The rewards of a more relaxed, aware view would include a flourishing of creativity, a combination of ideas that seem antithetical. Consider the thought of humanizing science, mythologizing about its meaning and mystery. (In future posts I will try to understand the proper place of myth in our culture.) The best science writers are already close to this mythologizing. Does such constitute an attack, a belittling, or even a refutation of the “scientific method”? Certainly not. Actually, “scientific method” itself is far from being a set of cut-and-dried formulaic rules that can be applied blindly in any situation. A beautifully clear exposition of this fact is Richard Feynman’s essay “Cargo Cult Science” in Surely You’re Joking, Mr. Feynman! “Cargo Cults” arose among the natives in certain South Pacific islands as WWII drew to a close. These people had seen giant airplanes land on the newly made runways and disgorge an incredible array of “cargo”: weapons, living quarters, food, bulldozers, and other amazing materials. Then, suddenly, it all stopped; the people left, the islands were deserted and the runways disintegrated. The people wondered, “How could the largess be restored?” And cargo cults resulted. Quoting Feynman:
“So they’ve arranged to make things like runways, to put fires along the sides of the runways, to make a wooden hut for a man to sit in, with two wooden pieces on his head like headphones and bars of bamboo sticking out like antennas – he’s the controller – and they wait for the airplanes to land.”

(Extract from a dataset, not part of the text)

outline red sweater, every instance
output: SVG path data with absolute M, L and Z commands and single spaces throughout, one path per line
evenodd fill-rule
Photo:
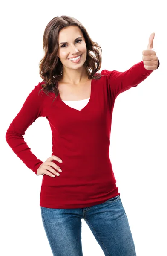
M 7 131 L 6 138 L 13 151 L 37 174 L 43 163 L 31 151 L 24 140 L 28 128 L 40 117 L 46 117 L 52 134 L 52 154 L 63 163 L 53 160 L 62 170 L 55 178 L 44 174 L 40 205 L 52 208 L 88 207 L 104 202 L 120 194 L 109 157 L 112 113 L 115 101 L 121 93 L 137 86 L 153 70 L 143 61 L 123 72 L 101 72 L 93 79 L 88 103 L 81 110 L 60 99 L 52 102 L 53 93 L 46 95 L 39 83 L 28 96 Z M 45 161 L 46 160 L 45 160 Z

They’ve recreated the form, but with a naïve theory about the relation of form to “reality”. Lest one feel a smug superiority about these natives, I should point out that this sort of mistaken understanding occurs all the time in science; not only in the pseudo-science noted by Ray Monk, nor in the soft sciences, but in the so-called hard sciences as well. Much of the time one’s ideas are just not right. Even when they are right and experimentally verified, “truth” is not established for all time, but only provisionally and subject to a future scientific revolution. This is not to denigrate science, but rather the opposite. Science is truly difficult and theories usually not obvious when first conceived. When scientific theories do finally become well-established, they really work, and they do bring the miracles and the nightmares of “progress”. Clearly, “scientism” is nonsense, but so is a lack of awareness on humanist’s part for the deep humanistic meanings which may arise from science.
The Buddhist idea that is useful here is that of relaxing one’s grip on all kinds of belief, not simply credulous belief, but skeptical belief as well. One takes in the whole panoply, miracle and craziness of modern life with clear-headedness, joy and awareness, reveling in its diversity, taking action against what seems like mistaken ideas, but without “attachment” to any of it. If one cares to go further on a Buddhist path seeking the “great peace” in the “emptiness” beyond words and beyond the panoply, one should do so in a relaxed manner, with a loosened grip and without attachment or expectations.